In the last section, we noted that the storage-retrieval model has dominated our understanding of cognition. We now turn to the alternative. The most powerful AI systems today—particularly large language models like GPT-4, Claude, and LLaMA—do not work by storing and retrieving information. Instead, they operate through a process called autoregression. This process, which has revolutionized AI capabilities, may offer a more accurate model of how human cognition works as well.
At its most fundamental level, an autoregressive process is built on two key elements: a core function that generates outputs from inputs, and an iterative mechanism that feeds those outputs back as inputs. This pattern appears across many domains—from statistics and economics to signal processing and, as we'll see, cognition itself.

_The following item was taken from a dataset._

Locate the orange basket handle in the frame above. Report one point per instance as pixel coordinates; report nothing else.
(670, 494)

The essence of autoregression is that each new value in a sequence depends on previous values in that same sequence. Think of it as a recursive loop: the system makes a generation, uses that generation as part of its next input, makes another generation, and so on. The power of this approach is that complex, extended patterns can emerge from a relatively simple underlying function that only looks at one step at a time.
A Simple Example: The Fibonacci Sequence
To understand autoregression, consider one of the simplest examples: the Fibonacci sequence. This famous sequence (0, 1, 1, 2, 3, 5, 8, 13, 21...) follows a straightforward rule: each number is the sum of the two preceding numbers. In autoregressive terms, we can break this down into two steps:
A function that takes the two most recent numbers as input and outputs their sum
A mechanism that incorporates this output into the next input state
Let's see how this works:
Current input: [0, 1]
Function: Add the two most recent numbers
Output: 1
This output now becomes part of the input:
Current input: [1, 1]
Function: Add the two most recent numbers
Output: 2
And the process continues:
Current input: [1, 2]
Function: Add the two most recent numbers
Output: 3
This simple function, applied iteratively, generates an endless sequence with fascinating mathematical properties. The key insight is that nowhere in this system is the "entire Fibonacci sequence" stored. It doesn't need to be. The sequence exists only as it's generated, one step at a time, through the application of a simple function to its own previous outputs.
Let's represent this process more clearly with a table:
Each row represents a single application of our addition function. The key insight is that each output becomes part of the next input. After generating "1," the system tacks this on to the last digit of the previous output, forming the next two-digit input, and runs the function again. Rinse and repeat.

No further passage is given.